Recent Regulatory Advances	FDA’s Emerging Technologies Program, RMAT designation for expedited approval of life-saving therapies
Global Harmonization	ISO and ASTM work toward global standards for bioink testing and production; regulatory collaboration across borders
Case Study 1: FDA Approval of OsteoFab	FDA cleared 510(k) approval for a 3D-printed PEKK cranial device, demonstrating reliability of customized implants
Case Study 2: Bioprinted Skin by CSIC & BioDan	Clinical trials on burn patients; uses bioinks made of plasma, fibroblasts, and keratinocytes; success in wound healing applications
Case Study 3: CELLINK Bioinks	CELLINK’s bioinks for research and clinical purposes follow ISO 13485 and GMP standards; overcoming challenges in sterility and scaling production

One of the major challenges in regulating bioinks involves classification. Accordingly, bioinks range from simple hydrogel materials, which could be classified as medical devices, to complex biologics that incorporate live cells, proteins, or growth factors. Medical devices, therefore, will have less stringent approval processes, usually through Premarket Approval and 510(k) clearance, depending on the level of risk associated with them. Where biologics, on the other hand, have to go through more stringent testing in regard to safety, purity, and potency under Biologics License Applications.

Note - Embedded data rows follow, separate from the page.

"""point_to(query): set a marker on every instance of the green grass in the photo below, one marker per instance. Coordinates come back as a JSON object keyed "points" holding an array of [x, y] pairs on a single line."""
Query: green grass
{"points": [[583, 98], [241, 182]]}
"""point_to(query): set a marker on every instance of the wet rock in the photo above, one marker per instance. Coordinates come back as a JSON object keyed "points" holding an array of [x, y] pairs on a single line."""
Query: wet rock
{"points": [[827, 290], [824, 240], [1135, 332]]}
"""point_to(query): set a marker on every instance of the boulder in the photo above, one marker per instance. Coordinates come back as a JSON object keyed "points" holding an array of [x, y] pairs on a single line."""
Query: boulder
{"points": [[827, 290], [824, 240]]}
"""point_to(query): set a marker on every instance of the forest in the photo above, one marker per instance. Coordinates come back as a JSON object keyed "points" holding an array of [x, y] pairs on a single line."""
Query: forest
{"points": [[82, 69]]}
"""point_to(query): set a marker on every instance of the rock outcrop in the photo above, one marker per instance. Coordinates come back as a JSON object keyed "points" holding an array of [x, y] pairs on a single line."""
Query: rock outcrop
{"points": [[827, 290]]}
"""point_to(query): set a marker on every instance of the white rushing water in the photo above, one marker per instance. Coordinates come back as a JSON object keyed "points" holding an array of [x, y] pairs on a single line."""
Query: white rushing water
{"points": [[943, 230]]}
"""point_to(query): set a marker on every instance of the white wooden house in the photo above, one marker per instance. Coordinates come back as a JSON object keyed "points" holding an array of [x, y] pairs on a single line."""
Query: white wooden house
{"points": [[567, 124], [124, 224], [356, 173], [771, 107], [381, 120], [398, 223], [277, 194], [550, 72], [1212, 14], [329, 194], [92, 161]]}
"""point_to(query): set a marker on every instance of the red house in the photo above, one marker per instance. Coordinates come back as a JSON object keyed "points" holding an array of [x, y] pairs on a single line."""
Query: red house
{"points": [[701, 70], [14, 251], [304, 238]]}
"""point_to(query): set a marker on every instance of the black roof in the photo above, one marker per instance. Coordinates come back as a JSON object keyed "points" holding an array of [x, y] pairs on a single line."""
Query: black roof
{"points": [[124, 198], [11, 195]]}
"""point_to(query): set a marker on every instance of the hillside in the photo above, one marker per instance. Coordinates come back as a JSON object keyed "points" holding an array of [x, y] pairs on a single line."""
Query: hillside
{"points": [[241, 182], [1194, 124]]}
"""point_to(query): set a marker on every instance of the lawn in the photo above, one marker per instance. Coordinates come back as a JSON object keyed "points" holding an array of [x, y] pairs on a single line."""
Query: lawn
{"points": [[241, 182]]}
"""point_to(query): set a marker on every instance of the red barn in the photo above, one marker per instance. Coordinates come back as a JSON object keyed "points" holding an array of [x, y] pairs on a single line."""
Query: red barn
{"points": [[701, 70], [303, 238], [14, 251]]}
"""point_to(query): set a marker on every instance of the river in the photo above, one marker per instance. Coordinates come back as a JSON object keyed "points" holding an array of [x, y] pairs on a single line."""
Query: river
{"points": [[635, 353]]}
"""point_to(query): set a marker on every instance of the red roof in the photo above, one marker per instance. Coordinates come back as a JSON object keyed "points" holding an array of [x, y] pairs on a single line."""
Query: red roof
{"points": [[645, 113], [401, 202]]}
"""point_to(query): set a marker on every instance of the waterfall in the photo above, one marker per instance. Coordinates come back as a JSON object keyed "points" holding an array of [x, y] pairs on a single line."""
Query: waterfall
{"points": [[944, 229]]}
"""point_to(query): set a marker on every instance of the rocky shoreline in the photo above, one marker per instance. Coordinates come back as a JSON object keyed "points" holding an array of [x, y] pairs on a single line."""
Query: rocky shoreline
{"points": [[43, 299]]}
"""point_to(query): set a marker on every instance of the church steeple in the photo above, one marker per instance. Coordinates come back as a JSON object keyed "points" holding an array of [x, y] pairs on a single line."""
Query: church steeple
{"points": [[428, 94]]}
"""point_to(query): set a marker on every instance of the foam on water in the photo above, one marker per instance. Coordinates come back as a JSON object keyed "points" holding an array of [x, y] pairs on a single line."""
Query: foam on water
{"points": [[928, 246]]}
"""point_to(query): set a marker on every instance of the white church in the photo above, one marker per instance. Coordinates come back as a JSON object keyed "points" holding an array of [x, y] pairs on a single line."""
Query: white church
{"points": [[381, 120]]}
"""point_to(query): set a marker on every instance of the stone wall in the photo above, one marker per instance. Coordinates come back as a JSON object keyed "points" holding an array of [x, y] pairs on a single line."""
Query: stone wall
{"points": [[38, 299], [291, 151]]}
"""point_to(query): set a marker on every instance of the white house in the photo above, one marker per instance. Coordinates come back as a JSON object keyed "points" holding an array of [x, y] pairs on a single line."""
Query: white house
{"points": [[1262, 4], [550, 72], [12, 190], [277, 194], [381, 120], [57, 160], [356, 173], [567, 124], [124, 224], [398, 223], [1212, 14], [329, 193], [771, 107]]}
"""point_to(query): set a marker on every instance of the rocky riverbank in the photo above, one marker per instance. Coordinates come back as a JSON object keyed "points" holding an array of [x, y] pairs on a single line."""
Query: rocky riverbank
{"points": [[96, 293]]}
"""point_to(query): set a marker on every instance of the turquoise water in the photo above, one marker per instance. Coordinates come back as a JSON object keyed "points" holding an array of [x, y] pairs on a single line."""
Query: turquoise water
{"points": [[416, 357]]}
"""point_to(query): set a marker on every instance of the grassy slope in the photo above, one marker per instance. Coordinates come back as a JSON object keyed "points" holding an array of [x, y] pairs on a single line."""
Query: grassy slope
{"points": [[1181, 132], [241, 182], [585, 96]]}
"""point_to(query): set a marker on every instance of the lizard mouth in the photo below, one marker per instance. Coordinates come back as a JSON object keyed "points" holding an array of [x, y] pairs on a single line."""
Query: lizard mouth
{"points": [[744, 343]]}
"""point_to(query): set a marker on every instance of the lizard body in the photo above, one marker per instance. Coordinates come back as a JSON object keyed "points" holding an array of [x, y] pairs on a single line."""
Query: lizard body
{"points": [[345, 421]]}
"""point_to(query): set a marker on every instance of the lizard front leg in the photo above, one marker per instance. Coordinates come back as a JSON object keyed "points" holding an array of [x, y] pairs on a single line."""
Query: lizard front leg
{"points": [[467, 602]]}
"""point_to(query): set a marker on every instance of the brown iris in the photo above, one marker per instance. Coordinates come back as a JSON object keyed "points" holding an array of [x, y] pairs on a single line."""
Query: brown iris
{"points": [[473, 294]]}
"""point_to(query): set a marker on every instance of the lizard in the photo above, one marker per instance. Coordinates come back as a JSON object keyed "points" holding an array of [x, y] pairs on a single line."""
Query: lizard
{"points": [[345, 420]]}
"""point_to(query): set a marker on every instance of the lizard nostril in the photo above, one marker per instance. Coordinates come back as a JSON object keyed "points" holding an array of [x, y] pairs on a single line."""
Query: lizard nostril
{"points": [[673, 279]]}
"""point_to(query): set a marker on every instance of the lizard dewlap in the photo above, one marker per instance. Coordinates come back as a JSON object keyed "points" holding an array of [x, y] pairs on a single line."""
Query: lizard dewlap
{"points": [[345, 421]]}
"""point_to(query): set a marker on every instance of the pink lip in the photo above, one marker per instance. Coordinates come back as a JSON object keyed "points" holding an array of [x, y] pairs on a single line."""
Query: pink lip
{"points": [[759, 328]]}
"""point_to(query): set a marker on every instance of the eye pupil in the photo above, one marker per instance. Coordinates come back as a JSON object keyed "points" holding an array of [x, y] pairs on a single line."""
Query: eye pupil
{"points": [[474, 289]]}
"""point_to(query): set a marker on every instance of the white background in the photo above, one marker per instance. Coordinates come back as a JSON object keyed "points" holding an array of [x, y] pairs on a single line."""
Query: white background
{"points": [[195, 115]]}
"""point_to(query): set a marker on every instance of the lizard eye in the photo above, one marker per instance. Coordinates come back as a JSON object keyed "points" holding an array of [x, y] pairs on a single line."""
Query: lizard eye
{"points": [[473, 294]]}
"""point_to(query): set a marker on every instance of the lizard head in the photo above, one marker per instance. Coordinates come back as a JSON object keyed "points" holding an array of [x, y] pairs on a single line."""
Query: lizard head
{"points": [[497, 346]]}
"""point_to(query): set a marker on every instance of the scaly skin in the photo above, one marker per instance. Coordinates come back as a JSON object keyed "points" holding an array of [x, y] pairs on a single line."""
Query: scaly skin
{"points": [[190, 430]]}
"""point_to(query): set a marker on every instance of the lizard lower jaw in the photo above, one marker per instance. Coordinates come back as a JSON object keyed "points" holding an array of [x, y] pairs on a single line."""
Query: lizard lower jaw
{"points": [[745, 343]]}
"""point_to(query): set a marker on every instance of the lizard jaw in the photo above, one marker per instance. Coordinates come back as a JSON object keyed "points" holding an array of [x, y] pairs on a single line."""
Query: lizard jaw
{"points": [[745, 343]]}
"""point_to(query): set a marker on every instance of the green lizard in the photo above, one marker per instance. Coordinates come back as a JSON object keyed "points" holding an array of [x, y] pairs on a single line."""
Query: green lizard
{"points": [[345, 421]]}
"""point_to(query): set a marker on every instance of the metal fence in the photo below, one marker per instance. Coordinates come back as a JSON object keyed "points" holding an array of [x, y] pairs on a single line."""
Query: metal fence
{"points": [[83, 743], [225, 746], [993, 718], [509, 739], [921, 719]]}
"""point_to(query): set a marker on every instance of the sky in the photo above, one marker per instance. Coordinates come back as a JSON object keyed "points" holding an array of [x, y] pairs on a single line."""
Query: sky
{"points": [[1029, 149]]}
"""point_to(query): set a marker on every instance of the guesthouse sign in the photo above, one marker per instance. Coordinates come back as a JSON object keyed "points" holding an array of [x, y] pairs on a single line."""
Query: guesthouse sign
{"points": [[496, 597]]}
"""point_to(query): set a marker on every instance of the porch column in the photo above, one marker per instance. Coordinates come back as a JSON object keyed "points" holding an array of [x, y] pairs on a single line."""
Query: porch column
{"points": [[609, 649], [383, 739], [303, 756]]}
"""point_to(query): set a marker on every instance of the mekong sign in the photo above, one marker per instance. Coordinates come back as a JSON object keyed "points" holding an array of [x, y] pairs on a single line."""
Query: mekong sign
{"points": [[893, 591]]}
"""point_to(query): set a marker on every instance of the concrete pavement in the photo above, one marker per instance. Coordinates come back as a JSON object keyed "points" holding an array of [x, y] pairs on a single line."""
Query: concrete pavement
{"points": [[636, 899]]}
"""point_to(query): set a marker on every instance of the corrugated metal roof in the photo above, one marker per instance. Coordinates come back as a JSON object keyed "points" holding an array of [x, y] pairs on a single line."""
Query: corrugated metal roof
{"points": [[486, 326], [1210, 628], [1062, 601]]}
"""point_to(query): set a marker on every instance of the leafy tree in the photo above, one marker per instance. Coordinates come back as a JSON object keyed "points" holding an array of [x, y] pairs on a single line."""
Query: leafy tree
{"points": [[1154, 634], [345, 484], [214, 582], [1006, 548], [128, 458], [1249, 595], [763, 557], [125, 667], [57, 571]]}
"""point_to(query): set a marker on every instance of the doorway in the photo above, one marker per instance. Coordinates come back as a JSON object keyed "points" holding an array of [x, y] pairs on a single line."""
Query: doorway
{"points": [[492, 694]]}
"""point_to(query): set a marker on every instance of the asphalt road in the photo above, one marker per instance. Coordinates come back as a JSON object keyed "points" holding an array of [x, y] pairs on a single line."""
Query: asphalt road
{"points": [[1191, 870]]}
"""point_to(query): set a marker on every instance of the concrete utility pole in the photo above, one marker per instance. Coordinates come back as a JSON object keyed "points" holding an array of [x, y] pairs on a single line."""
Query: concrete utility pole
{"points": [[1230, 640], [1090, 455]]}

For combination products-combination of both biological parts and devices-the regulatory agencies like FDA designate a lead center according to a product’s primary mode of action, hence making the regulatory process complicated. Safety, biocompatibility, sterility, mechanical integrity-the list goes on concerning the regulatory pathways which bioinks must follow.

Testing the biocompatibility of the bioinks would be performed to check whether the material, in vivo, would create adverse immune responses or toxicity. This would mean a combination of in vitro cytotoxicity screening tests and in vivo studies investigating systemic toxicity and immune reactions. The other major concern is sterility. Bioinks, in particular those with living cells, have to be fabricated and processed under aseptic conditions to avoid contamination. This presupposes strict GMP, including cleanrooms, sterilization methods, and high-stringency endotoxin testing. The regulatory authorities also expect that the bioinks have adequate mechanical properties, especially for applications at load-bearing tissues such as bone or cartilage. Mechanical testing helps confirm that printed structures bear physiological stresses with minimal degradation of functionality. Another huge regulatory challenge is ensuring the safety and efficacy of bioinks; toxicity and functional performance must be tested in preclinical animal models of bioinks in biological systems before clinical use.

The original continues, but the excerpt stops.